Drummers are drummers. Finding a motivated one is LUCKY  find out what he REALLY likes to listen to and incorporate some of that style into the songs.

Let the other guitarist use your gear for a couple of practices and use his. Then switch back and see if he notices...

Good luck mate!


----------



## KingAenarion (Jun 14, 2012)

CYBERSYN said:


> Have a meeting. Talk to the guys and tell them how you feel.
> 
> Ask them how they feel about the whole thing. Do they want to evolve to something?
> 
> ...



+1 to this


----------



## USMarine75 (Jun 14, 2012)

Dump the drummer... you should audition this guy I hear he's pretty good and everyone uses him:


----------



## mcd (Jun 18, 2012)

i had the same problem a few months back, i was playing bass in a band that had two guitarist that weren't that great, the only catch was they were good guys, and the music was catchy enough. The band fell apart when the singer had to move back home, and the guy that started the band is now paying me in pbr 30 racks to cut solo's for him. I guess if you get along with the guys stick it out and try to work with them, be mature when you are criticizing people's abilities, and they should be able to take it with a grain of salt. 

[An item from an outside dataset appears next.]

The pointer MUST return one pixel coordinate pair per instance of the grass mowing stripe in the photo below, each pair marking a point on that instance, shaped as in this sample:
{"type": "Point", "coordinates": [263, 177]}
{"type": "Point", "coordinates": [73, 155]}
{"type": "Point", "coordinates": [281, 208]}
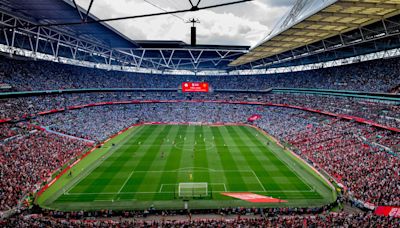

If after you try to help, and approach it with a mature "EGO-less" attitude they still show no want or drive, leave! there's no point in giving yourself a headache. Just remember MATURE and EGO-less. I was on the receiving end of a you suck I'm better situation when i was a young just starting player, and all i could afford was an aria pro II the cat from a pawn shop, and a crappy old bandit 112.


----------



## klinic (Jun 23, 2012)

You have more of a band then I have. :/ Look for something else, try to do some solo stuff and just have fun with what you have for what it is then if you find something else, move to that.


----------



## supercolio (Jun 23, 2012)

Dump the drummer.

Now, I want to say that 3 months for 3 songs isn't so bad. Our band practiced ~7 cover songs in 6 months. It's all about do you guys enjoy it (we did)! How often do you practice together?


----------